I saw first-hand the devastating impacts of the December 2021 floods in my home state, Pahang – the loss of lives and livestock and the devastation of properties. At least 125,000 people were displaced, and 54 lives lost – one of the nation’s deadliest natural catastrophes in memory. And an estimated RM20 billion in economic losses was incurred, including around RM1.4 billion in damage to infrastructure nationwide.

When it comes to biodiversity loss, climate change and land degradation, immediate actions at every level and long-term strategic planning must be seriously considered by us all. No one is a bystander. Each one of us has a responsibility.

We need a transformational change of mindset, making care for nature a core value of every action of our daily life.

The ongoing epidemic of Covid-19 – a virus that passed from wild species to humans – is a stark reminder of the consequences when the balance of nature is disturbed. Covid-19 socio-economic recovery measures will be incomplete if we fail to prioritise planetary health.

As recently expressed by UN secretary-general Antonio Guterres, speaking about the wellbeing of the planet: “The hopes of the world rest on young people.” This is a heavy responsibility for which we have no choice but to accept. It is vital to reset the planet on the trajectory to a better future, starting immediately.

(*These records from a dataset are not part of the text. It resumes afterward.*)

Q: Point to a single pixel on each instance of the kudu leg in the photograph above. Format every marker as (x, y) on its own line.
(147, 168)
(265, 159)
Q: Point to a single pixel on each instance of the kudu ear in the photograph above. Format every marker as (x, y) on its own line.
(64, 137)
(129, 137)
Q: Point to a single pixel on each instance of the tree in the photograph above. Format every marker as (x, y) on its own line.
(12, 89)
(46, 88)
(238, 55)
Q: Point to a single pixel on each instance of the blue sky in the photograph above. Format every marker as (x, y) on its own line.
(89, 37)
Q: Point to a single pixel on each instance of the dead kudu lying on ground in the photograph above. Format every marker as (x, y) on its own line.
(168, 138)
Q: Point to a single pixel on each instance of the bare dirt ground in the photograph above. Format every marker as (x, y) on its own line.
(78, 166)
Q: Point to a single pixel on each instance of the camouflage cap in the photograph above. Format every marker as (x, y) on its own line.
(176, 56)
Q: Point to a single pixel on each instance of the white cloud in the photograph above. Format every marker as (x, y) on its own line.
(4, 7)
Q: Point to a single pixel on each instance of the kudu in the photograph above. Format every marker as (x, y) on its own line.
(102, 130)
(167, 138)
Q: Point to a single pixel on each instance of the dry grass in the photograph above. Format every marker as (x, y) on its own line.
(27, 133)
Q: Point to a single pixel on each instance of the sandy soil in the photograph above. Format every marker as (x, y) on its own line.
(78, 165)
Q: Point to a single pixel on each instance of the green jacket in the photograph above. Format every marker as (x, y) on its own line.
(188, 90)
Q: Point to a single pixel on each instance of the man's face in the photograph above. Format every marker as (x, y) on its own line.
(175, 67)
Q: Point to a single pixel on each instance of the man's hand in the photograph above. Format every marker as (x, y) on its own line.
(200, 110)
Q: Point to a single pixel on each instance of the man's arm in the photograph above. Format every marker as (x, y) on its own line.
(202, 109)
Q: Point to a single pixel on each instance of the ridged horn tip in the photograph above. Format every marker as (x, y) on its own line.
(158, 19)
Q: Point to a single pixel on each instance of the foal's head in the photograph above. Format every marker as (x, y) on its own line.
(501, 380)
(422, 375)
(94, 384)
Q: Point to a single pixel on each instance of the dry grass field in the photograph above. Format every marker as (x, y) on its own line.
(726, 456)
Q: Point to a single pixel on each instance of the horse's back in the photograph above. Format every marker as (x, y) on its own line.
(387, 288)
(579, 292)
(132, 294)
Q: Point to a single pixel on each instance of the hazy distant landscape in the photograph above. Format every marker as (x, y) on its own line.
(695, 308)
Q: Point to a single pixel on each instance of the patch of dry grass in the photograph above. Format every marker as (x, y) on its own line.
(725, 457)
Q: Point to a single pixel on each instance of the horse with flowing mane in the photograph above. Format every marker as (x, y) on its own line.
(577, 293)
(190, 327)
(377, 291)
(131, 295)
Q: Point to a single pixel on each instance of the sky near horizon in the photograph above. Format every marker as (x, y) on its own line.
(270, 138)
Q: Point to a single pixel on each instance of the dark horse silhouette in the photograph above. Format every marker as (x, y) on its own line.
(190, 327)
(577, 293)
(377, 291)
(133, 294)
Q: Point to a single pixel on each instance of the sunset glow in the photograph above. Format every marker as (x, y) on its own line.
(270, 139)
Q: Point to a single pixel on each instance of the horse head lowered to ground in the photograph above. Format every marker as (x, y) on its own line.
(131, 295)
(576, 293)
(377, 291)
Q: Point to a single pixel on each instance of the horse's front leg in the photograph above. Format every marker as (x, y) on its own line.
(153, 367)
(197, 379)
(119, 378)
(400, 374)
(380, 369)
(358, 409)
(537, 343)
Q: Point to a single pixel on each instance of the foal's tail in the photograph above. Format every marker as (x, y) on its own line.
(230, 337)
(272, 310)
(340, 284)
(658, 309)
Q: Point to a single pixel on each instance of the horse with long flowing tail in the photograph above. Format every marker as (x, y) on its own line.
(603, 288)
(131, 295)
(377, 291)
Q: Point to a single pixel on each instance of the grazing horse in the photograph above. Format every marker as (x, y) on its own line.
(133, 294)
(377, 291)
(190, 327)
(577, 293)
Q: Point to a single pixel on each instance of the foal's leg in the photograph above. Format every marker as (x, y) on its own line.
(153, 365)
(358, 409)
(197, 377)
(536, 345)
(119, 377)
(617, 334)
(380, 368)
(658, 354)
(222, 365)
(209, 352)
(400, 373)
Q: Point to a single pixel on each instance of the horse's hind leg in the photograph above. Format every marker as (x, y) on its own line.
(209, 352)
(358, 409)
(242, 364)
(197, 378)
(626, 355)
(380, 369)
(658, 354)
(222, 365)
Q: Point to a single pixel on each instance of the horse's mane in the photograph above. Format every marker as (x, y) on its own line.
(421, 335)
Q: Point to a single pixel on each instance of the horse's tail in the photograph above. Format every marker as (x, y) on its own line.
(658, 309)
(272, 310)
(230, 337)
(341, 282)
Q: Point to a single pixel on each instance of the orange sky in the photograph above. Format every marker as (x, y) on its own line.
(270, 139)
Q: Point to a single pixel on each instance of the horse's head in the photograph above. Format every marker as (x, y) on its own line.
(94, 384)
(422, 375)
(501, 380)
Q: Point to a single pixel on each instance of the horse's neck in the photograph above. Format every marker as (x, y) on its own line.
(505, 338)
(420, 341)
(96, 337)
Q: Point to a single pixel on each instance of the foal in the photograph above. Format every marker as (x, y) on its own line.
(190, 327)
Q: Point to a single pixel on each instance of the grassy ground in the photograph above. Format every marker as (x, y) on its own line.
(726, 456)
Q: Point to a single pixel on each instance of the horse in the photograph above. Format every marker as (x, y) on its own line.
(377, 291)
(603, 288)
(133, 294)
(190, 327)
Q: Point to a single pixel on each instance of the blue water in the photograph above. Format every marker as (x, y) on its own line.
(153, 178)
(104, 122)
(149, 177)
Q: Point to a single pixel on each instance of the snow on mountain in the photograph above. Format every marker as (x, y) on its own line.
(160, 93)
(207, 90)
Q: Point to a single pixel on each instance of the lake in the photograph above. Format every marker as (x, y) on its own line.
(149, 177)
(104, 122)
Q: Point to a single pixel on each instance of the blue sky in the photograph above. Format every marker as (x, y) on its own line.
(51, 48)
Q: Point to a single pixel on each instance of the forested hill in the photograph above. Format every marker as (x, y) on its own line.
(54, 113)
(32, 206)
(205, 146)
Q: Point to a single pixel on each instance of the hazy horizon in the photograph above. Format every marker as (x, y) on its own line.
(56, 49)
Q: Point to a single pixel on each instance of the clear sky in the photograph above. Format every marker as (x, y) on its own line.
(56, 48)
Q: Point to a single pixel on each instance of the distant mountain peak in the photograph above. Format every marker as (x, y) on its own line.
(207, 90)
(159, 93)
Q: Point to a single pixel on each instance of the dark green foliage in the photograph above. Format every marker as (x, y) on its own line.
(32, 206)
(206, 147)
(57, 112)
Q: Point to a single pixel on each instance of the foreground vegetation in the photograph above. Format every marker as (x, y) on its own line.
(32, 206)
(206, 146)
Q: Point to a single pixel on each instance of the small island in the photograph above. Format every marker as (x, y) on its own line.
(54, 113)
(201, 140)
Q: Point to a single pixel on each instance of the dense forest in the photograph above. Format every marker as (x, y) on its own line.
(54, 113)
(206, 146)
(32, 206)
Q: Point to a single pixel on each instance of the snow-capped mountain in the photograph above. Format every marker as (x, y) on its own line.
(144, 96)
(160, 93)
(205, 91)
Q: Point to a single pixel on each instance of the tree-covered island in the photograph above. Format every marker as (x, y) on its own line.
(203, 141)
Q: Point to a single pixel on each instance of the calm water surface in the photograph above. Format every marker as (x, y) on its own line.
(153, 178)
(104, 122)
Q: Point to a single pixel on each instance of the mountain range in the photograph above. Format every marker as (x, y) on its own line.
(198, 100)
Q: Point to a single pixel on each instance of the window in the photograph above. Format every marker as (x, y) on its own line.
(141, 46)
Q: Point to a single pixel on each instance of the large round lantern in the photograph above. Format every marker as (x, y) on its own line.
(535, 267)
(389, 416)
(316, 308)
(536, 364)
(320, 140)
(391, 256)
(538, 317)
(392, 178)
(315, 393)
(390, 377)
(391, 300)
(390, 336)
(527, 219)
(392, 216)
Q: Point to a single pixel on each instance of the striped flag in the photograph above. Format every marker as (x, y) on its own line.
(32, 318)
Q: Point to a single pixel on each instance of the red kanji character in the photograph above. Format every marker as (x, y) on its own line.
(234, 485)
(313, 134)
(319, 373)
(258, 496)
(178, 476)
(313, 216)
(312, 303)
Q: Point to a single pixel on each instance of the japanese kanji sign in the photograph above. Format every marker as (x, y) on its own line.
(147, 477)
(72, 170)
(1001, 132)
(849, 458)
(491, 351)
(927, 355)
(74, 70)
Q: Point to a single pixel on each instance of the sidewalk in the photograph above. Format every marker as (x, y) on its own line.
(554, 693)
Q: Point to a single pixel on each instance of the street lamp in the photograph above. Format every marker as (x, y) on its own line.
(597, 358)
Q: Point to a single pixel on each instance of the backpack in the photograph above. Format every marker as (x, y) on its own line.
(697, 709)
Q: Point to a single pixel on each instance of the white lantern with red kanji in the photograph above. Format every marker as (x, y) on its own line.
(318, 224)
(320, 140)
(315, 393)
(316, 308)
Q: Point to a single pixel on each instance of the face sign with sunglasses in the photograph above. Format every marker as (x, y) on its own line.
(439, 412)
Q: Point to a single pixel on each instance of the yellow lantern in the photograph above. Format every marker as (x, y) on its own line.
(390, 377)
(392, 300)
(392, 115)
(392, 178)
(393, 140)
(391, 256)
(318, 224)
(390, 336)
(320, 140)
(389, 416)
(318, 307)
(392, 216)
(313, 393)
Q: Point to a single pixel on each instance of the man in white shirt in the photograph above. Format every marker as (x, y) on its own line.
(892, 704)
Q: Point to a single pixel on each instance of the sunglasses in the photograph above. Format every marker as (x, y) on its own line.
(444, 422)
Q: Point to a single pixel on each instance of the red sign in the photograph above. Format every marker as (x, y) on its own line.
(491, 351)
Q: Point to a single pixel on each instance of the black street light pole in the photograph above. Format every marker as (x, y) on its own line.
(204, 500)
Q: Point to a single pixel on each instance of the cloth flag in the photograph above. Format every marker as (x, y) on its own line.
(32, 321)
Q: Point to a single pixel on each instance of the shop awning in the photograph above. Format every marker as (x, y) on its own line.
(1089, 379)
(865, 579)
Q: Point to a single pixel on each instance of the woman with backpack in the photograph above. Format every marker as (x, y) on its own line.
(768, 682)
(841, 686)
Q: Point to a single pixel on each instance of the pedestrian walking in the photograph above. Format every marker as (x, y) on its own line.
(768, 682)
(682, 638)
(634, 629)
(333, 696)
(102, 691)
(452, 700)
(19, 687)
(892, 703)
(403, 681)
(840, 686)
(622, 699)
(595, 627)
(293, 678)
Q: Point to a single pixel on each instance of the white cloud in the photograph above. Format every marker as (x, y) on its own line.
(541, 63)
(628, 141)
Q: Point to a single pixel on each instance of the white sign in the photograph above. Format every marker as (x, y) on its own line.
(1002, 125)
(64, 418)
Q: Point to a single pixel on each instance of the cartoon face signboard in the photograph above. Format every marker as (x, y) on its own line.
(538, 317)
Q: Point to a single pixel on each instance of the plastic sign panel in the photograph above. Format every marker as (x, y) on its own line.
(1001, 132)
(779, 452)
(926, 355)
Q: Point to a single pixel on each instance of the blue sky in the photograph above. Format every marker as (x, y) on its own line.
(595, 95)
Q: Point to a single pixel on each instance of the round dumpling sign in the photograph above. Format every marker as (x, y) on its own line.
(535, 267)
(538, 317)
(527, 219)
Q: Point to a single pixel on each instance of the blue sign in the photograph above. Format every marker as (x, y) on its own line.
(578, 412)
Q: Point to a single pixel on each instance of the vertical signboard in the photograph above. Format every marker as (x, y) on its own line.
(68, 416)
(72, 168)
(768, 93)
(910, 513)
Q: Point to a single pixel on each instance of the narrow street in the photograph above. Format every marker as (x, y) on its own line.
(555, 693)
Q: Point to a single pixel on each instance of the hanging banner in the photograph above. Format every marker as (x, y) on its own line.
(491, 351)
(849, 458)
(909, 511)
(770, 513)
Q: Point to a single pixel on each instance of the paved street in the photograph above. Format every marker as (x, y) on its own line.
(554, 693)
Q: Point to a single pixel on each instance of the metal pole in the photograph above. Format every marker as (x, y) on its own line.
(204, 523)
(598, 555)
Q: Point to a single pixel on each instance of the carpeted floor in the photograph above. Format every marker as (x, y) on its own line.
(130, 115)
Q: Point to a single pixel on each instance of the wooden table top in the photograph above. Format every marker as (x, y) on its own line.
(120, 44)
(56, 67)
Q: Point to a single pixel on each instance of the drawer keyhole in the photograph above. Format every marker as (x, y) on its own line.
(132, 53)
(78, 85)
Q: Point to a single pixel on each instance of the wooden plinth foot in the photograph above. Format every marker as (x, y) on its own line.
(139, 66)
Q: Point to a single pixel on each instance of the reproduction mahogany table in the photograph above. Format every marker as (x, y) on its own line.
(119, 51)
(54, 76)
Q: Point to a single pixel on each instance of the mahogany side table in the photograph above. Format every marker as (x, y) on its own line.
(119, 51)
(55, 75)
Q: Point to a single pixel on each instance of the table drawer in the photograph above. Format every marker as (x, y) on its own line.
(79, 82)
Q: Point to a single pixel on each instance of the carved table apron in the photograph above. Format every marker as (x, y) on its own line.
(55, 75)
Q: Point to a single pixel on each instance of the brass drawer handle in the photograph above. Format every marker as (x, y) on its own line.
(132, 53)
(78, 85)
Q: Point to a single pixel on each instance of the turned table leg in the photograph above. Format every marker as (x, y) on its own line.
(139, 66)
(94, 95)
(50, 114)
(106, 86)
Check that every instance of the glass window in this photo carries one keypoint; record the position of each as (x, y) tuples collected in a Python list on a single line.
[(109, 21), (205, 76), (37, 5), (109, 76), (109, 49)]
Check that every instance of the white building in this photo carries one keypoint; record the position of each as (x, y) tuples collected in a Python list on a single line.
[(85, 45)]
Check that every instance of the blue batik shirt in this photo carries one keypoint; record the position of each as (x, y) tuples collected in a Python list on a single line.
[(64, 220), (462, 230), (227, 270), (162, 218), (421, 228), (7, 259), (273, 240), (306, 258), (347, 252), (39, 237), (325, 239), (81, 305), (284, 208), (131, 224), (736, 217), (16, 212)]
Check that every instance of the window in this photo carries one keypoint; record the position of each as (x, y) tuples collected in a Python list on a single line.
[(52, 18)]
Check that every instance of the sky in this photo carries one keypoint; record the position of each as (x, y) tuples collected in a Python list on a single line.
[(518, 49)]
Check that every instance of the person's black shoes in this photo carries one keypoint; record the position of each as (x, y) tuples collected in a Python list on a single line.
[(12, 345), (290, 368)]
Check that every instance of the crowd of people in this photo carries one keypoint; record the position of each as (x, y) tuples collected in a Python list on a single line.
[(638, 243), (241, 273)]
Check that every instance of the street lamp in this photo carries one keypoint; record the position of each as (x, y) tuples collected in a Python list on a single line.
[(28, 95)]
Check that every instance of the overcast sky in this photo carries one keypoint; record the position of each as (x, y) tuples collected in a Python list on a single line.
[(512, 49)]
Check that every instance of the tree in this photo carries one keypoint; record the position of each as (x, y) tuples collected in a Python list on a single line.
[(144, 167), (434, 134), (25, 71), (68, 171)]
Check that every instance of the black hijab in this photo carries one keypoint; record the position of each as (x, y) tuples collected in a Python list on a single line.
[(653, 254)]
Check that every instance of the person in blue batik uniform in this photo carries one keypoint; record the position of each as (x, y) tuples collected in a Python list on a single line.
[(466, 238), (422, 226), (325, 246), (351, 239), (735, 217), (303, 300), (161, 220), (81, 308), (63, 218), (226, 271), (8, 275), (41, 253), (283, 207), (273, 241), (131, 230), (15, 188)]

Governments, businesses, financial institutions, civil society and all citizens need to step up to reverse the loss of nature and the aberration of climate change.

I invite all young people of today to join me in championing the environment. I invite all young people of today to take responsibility for their actions.

Collectively we can drive change and take control of our own future. – The Vibes, April 22, 2022

Tengku Hassanal Ibrahim Alam Shah Al-Sultan Abdullah Ri’ayatuddin Al-Mustafa Billah Shah is the Regent of Pahang. The statement was issued in conjunction with Earth Day which falls today.